Далеко внизу чернеет река. Неразличимая, но слышимая. И Скала Верности. Мужественные красавцы джигиты на гарцующих лошадях сбрасывали в реку с нее своих жен. Разбилась – не верна, живой осталась – напрасны подозренья.

А высота – три тысячи метров.

А воды в реке – воробей вброд перейдет. Мелко.

Но в легенды поправок не вносят.

– Под рюкзак!

И снова мы роняем крупные капли пота на тропу и ловим ртом воздух.

Каменный козырек малых Балкан.

Невозможно не встать на край головокружительного выступа и не взглянуть вниз. Река захлебывается пеной на порогах – обломках скалы или скал, нависших над нею. Белый бурун рвется на части, исчезает и возникает вновь. Долина распахнута по самый горизонт, отодвинутый далеко-далеко. Как у нас в Сибири.

Напротив – Железная гора.

Долго в пути видны ее угловатые бока в ржавых потеках.

Ель и пихта сменяются березовыми лесами и осинниками. Не понять, как высоко мы находимся. Но чувствуется, что спускаемся.

Площадка с костровым навесом.

Обед.

Сгущенное молоко, сыр, масло, печенье.

– Приятный аппетит!

– Нежевано летит!

Лаба проносится рядом. Наклонился – и зачерпнул.

Положе подъемы и спуски.

Приют Умпырь.

Обелиск. И сжимается сердце.

«...28 августа противник перешел в наступление, пытаясь захватить перевал Умпырский. Все вражеские атаки были отбиты.

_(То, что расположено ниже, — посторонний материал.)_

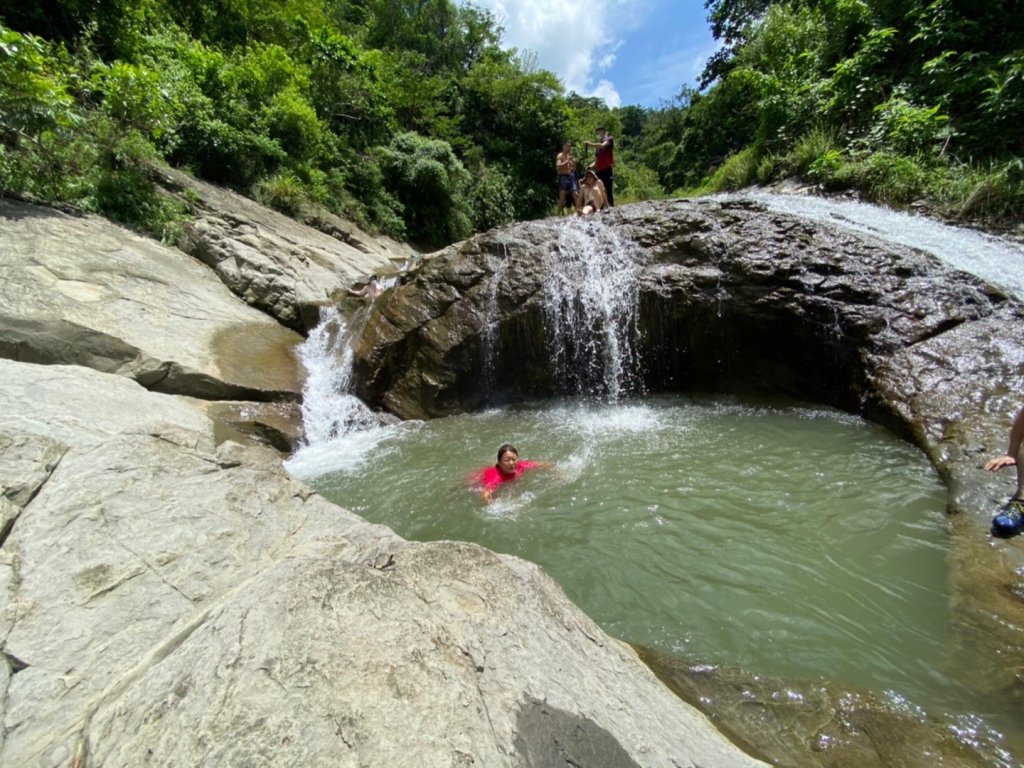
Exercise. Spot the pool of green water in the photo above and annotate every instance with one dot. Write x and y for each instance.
(786, 540)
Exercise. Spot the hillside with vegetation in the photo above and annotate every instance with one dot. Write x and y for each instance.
(410, 118)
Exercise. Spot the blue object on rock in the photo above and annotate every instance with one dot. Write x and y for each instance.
(1010, 521)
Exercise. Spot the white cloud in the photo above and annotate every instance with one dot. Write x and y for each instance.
(573, 39)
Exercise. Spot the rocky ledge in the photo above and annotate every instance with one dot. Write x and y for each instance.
(173, 599)
(734, 298)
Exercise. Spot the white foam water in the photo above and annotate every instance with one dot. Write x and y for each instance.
(993, 259)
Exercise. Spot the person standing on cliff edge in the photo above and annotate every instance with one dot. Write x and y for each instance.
(1010, 519)
(604, 161)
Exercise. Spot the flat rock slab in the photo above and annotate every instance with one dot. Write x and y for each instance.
(80, 290)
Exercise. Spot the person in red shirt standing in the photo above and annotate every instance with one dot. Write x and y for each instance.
(508, 468)
(603, 161)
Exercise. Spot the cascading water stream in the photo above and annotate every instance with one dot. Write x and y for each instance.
(994, 259)
(591, 296)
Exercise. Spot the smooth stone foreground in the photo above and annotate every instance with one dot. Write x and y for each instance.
(172, 602)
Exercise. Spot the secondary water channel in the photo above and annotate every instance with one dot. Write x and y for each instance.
(781, 538)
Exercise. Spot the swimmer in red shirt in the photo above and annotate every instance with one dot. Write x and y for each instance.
(508, 468)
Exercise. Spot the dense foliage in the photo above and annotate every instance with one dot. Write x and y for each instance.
(901, 99)
(403, 115)
(407, 116)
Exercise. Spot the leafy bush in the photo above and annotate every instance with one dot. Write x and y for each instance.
(903, 127)
(739, 170)
(283, 192)
(432, 184)
(810, 147)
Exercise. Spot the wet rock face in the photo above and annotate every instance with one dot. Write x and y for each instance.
(733, 298)
(730, 298)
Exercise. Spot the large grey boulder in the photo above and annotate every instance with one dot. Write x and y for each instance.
(80, 290)
(275, 263)
(170, 602)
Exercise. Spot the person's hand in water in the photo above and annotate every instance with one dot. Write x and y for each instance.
(999, 462)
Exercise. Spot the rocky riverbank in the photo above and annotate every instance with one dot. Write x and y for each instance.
(736, 298)
(172, 597)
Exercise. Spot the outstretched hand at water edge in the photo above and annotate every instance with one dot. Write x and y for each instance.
(999, 462)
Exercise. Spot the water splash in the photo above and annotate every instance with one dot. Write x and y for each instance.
(591, 298)
(329, 409)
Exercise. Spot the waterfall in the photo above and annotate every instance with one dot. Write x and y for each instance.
(591, 298)
(329, 410)
(996, 260)
(489, 333)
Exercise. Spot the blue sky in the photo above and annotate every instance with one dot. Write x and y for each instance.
(625, 51)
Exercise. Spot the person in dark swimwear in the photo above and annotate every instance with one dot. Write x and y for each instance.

Потерпев неудачу при наступлении на перевал, противник стал обходить его по долинам рек Умпырь и Лаба. Гитлеровцы подтянули по долинам рек резервы и после мощного минометного огня возобновили атаки на перевал Умпырский... а по долине реки Уруштен – на перевал Псеашхо. Используя численное превосходство в силах, 31 августа противник овладел перевалом Умпырский. Однако это был его частный успех... Подразделения 174-го горно-стрелкового полка в течение сентября вели сдерживающие бои, нанося врагу серьезный урон.

Бессмертной славой покрыли себя в те дни минометчики 174-го горно-стрелкового полка сержант Ш. Васиков и рядовой В. Семяков.

В течение нескольких дней отражали они атаки фашистских горных стрелков. Когда кончились боеприпасы, отважные воины последней миной подорвали себя и окружающую их группу гитлеровцев. На подступах к скале, которую обороняли минометчики, было обнаружено около 150 вражеских трупов, 3 разбитых пулемета и 2 миномета...».

Это у маршала А. А. Гречко в «Битве за Кавказ». Это здесь, в этих горах.

Тридцать два года спустя над нами небо тех же дней. Тот же воздух. За рекой, полусгнившим мостом, в зубропарке, не зубры ревут, а моторы.  Моторы боевых самолетов врага.




III

Дождь.

Мокрые травы, деревья, тропа. Кеды не держат – ноги ползут.

Восемь километров в упор.

Восемь километров только подъема.

Горы передышки не дают.

В той же книге: «...Когда здесь развернулись боевые действия, понадобились специальные знания гор и техники передвижения в них. На Кавказ было направлено значительное количество альпинистов-инструкторов, мастеров этого вида спорта...».

Надо уметь ходить по своей земле.

Крестовая балка.

Лесные завалы. Упавшие деревья не убирают, в них просто выпиливают проход.

Сыро.

Сумрачно.

Мы в своих прозрачных полиэтиленовых накидках, покрывающих голову и рюкзак, выглядим призрачными, нереальными существами. Выглядим недобрыми духами Крестовой балки.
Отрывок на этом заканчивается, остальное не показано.